Gracias a ellos te conocemos, y podemos vivir y gozar de tu mensaje salvador.
El testimonio de su vida, su predicación y su muerte, sigue siendo faro luminoso
para la humanidad, y cimiento fuerte y seguro de tu Verdad, la única que libera,
la que muestra el verdadero camino, la única que redime del pecado,
y la única que salva con la oferta de la filiación divina.

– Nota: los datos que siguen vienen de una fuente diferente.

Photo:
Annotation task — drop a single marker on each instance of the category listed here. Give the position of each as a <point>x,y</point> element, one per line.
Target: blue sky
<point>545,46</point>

Ayúdame, Señor, a valorar ese cimiento de la apostolicidad en la Iglesia:
su doctrina, su testimonio personal, su conexión contigo
que hace posible la continuidad de tu sacerdocio a lo largo de los siglos
en los sacerdotes, tus ministros y nuestros servidores.
También te pido especialmente por ellos, para que lo vivan y lo sientan
gozosamente; y desde esa grandeza divina, que portan sobre sus hombros,
sean Pastores buenos, humildes y generosos, entregados y santos.
Me satisface, Señor, ver a tus apóstoles, que, según el relato evangélico,
después de verte subir a los cielos, mientras bendecías a todos los presentes,
“ellos se volvieron a Jerusalén con gran alegría;
y estaban siempre en el templo bendiciendo a Dios”.
Yo también deseo vivir esa alegría, y testimoniarla a mi alrededor,
y en todos los ambientes donde me sea posible.
Pues, además de que la alegría tiene que ser natural y habitual
en el verdadero cristiano, el mundo y la sociedad en general
está muy necesitada actualmente del optimismo,
de la alegría, de la ilusión por vivir y convivir en paz.
¡Qué importante e inexcusable deber tenemos los cristianos;
Y cuánto bien podemos hacer a nuestros hermanos con la alegría!
Ayúdanos, Señor, a entenderlo y a vivirlo así.